What this dot point is asking

You need to outline competing definitions of intelligence, describe how it is measured, and evaluate the strengths and limitations of those measures.

Defining intelligence

There is no single agreed definition, but most include the ability to learn from experience, reason, solve problems and adapt to new situations. Theories differ in whether intelligence is one thing or many.

Theories of intelligence

General intelligence (g)
Charles Spearman argued that a single underlying factor, g, influences performance across all mental tasks, supported by the finding that scores on different tests tend to correlate.
Multiple intelligences
Howard Gardner proposed that there are several relatively independent intelligences (for example linguistic, logical-mathematical, spatial, musical, bodily-kinaesthetic, interpersonal, intrapersonal and naturalistic), arguing that a single score misses important abilities.
Triarchic theory
Robert Sternberg proposed three aspects: analytical (problem-solving), creative (dealing with novelty) and practical (everyday adaptive) intelligence.
Fluid and crystallised intelligence
Cattell distinguished fluid intelligence (reasoning and solving novel problems, which tends to decline with age) from crystallised intelligence (accumulated knowledge and skills, which tends to increase or hold).

Measuring intelligence

Intelligence is measured using standardised tests. Modern tests such as the Wechsler scales and the Stanford-Binet report an IQ score. Scores are standardised so that the population mean is 100 with a standard deviation of about 15, producing a normal distribution. Around two-thirds of people score between 85 and 115.

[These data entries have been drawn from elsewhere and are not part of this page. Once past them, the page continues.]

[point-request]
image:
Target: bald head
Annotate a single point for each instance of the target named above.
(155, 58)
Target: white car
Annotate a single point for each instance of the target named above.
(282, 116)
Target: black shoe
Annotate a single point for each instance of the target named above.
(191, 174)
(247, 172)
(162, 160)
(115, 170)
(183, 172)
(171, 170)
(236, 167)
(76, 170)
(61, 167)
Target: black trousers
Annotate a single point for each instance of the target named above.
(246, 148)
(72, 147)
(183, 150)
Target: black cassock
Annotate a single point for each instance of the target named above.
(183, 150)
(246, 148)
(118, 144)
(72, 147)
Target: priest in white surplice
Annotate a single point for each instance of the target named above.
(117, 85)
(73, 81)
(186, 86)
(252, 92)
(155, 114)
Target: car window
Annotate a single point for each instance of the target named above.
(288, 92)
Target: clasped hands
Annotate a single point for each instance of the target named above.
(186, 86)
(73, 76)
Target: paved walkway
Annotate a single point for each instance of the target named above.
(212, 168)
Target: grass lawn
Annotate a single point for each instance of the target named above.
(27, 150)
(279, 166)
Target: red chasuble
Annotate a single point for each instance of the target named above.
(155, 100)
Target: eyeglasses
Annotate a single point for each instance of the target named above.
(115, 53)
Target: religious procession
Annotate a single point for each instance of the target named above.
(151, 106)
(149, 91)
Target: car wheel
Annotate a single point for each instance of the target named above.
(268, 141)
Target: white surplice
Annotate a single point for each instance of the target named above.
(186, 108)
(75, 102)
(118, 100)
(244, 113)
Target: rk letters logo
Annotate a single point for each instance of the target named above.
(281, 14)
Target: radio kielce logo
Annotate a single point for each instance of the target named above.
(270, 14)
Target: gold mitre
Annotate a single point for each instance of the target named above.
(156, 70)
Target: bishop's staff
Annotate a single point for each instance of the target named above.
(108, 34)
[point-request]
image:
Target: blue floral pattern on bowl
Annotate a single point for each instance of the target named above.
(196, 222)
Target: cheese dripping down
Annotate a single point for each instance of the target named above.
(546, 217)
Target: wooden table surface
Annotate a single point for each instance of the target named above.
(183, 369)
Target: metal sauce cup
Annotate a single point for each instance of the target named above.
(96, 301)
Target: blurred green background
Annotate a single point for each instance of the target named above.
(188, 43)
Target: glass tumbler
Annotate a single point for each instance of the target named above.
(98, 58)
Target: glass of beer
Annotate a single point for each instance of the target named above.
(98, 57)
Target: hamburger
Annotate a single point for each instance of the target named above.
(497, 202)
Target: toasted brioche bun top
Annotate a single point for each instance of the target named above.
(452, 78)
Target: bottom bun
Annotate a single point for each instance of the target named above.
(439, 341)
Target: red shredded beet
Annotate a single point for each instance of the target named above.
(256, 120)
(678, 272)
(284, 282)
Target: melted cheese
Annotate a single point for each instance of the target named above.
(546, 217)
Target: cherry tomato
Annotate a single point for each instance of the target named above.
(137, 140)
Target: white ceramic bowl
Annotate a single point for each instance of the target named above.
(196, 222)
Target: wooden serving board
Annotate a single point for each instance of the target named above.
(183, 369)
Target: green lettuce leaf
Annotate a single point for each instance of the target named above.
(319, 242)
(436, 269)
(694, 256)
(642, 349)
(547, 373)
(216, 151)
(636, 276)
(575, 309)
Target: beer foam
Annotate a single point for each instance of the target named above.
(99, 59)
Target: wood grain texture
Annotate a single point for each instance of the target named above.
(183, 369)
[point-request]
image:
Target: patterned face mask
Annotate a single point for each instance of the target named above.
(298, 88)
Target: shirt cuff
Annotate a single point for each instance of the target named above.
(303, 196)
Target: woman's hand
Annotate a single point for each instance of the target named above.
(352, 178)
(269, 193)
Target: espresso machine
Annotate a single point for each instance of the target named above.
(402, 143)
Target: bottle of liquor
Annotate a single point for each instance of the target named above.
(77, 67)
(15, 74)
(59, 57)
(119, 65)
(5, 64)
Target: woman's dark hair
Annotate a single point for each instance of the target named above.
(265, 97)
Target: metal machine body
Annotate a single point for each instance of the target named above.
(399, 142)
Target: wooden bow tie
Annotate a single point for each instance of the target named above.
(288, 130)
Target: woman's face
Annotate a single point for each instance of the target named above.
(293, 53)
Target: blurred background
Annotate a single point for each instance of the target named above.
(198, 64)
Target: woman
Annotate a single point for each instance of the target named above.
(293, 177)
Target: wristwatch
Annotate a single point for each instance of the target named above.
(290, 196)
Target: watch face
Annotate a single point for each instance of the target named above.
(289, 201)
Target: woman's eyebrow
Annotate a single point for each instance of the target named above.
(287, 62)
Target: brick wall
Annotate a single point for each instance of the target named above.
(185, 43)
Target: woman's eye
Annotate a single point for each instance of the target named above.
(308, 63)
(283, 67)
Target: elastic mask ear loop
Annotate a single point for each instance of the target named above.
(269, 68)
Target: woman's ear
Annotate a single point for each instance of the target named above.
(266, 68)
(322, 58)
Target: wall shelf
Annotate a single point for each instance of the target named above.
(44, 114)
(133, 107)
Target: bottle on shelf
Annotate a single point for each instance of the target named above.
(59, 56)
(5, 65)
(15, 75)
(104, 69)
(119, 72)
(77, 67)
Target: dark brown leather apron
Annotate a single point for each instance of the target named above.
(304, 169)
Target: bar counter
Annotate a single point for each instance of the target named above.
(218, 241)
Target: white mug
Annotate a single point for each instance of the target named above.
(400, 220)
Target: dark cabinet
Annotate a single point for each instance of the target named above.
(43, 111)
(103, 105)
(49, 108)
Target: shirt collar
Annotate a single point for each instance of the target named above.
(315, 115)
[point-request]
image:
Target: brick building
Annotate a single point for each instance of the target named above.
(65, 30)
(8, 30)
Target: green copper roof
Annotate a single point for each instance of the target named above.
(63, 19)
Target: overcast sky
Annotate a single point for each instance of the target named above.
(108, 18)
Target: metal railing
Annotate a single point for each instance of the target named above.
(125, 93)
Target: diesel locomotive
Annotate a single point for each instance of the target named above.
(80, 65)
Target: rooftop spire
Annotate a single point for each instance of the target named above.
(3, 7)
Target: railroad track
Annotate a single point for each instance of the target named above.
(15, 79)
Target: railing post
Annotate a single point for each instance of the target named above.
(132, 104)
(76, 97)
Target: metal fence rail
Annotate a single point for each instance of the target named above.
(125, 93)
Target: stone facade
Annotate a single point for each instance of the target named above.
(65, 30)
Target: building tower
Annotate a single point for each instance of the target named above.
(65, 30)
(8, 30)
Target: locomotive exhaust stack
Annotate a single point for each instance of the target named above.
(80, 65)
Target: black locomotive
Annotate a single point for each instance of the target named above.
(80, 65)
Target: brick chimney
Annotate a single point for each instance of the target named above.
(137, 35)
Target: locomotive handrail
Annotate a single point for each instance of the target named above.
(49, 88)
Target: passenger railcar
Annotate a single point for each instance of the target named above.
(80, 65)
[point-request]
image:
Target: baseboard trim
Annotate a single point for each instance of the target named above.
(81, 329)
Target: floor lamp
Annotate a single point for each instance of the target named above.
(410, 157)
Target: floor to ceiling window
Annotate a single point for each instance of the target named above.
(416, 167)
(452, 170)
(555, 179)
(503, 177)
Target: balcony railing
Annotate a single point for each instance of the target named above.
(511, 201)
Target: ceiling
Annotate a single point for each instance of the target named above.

A test is standardised when it is administered and scored in a uniform way and compared against norms from a representative sample.

Evaluating the measures

Good psychological tests must be reliable, valid and free from bias:

  • Reliability - the test produces consistent results. Test-retest reliability checks whether the same person scores similarly on different occasions.
  • Validity - the test measures what it claims to measure. Predictive validity asks whether scores predict relevant outcomes such as academic performance.
  • Cultural bias - items that assume knowledge, language or experiences common to one cultural group can disadvantage others, lowering validity. Culture-fair tests try to reduce reliance on language and culturally specific knowledge.

Other limitations: a single score may oversimplify a complex set of abilities, tests can be affected by motivation, anxiety and test-taking practice, and scores can be misused to label people.